Written as a part of our Tiny Review Series


Angela Narciso Torres’s poems in her chapbook To the Bone begin after her mother, Carmen, has been diagnosed with Alzheimer’s. To the Bone’s poems create a timeline that drifts in and out of physical, emotional, and temporal spaces to memorialize Carmen’s life, as well as to record Torres’s own journey of acceptance, reevaluation, and reconstruction in light of her mother’s diagnosis.


Through vibrant imagery and her observations of the everyday, Torres links past and present and uncovers the cross-time connections between mother and daughter—the advice passed down, the adages, the conflicts, and the histories of sadness. “If You Go To Bed Hungry” opens the collection. The poem’s couplets run through several advisory superstitions of the type elders might pass down to a younger generation. This prepares us for the intergenerational dialogue that is the essence of this book.

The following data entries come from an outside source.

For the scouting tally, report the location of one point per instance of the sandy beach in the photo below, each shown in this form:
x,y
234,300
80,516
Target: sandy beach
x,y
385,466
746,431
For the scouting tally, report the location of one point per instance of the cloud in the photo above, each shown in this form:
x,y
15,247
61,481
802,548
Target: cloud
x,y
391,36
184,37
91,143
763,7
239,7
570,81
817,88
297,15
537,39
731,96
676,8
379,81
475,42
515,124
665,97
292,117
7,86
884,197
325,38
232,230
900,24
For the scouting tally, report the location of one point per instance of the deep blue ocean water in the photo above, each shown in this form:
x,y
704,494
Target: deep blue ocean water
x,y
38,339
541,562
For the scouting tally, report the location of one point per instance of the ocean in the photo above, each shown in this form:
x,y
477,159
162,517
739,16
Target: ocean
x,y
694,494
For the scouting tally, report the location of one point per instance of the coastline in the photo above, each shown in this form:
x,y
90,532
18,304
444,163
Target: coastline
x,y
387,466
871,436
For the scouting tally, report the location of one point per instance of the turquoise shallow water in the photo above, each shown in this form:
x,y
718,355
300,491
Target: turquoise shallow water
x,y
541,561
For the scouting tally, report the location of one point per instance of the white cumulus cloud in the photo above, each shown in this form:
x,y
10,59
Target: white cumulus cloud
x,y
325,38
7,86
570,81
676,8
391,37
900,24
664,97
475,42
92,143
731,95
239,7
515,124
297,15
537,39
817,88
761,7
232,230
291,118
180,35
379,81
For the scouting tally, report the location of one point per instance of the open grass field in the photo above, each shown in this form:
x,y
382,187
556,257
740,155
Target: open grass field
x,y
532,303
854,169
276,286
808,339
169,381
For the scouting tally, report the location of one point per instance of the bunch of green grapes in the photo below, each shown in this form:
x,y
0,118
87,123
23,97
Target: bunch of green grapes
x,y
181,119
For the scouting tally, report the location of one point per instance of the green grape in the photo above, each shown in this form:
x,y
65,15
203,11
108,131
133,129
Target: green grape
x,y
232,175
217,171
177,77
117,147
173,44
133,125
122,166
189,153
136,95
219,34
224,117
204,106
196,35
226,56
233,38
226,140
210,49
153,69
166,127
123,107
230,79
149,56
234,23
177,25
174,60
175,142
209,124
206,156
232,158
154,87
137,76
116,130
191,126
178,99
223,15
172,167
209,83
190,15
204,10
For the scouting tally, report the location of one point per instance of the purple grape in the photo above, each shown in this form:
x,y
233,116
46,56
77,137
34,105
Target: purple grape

Poems like “Sundowning” illustrate Carmen’s vibrant spirit and alight upon different phases of her life, all the while forming her image—the musical talent that makes “the lovebirds fall silent,” her kisses of “guava and rust.” In the poems that blend in the present more heavily, such as “Via Negativa” and “What Isn’t There,” we can feel Torres grieving the absence of things that have gone or could have been, but these poems also illustrate the importance of the way she chooses to link the present to the past. In “The Immigrant Visits Her Mother,” Torres prepares a smoked salmon bagel for her mother and her facial expressions as she’s eating the meal convey that this particular taste has opened a sensory portal to the past. Through that portal, Torres can see a distant part of her mother’s life. “For a moment she was / twenty-six, a medical student again, / lipsticked and bone-tired from her shift / sitting at a Brooklyn diner to coffee, / a bagel, and the Times.”


Torres also includes moments of self-analysis, exploring how her mother’s illness is transforming Torres herself and how her mother’s beliefs and legacy have shaped her. In “Self-Portrait As Water,” she marvels at the shape-shifting adaptability of the element, while in “Self-Portrait As Rosary Beads” she likens herself to firm, tactile decades of hope and meaning traversing the roads and inhabiting the rooms of life. The variety of these visions of the self, one can surmise, are essential in forming questions that will help Torres rebuild the world after her loss.


“A trail of L’air du Temps wafts / in her wake. I follow it to her room, / dab the scent on my wrists and throat.” In To the Bone, Torres shows us that the florid notes and the “amber rivers” of her mother’s life have had a deep impact on her as a writer and on her poetic voice. The delicate beauty of these poems makes it clear that her mother’s legacy will continue to guide her along that path.

 

Gustavo Hernandez is a poet from Santa Ana and the author of Flower, Grand, First (Skull+Wind Press 2021).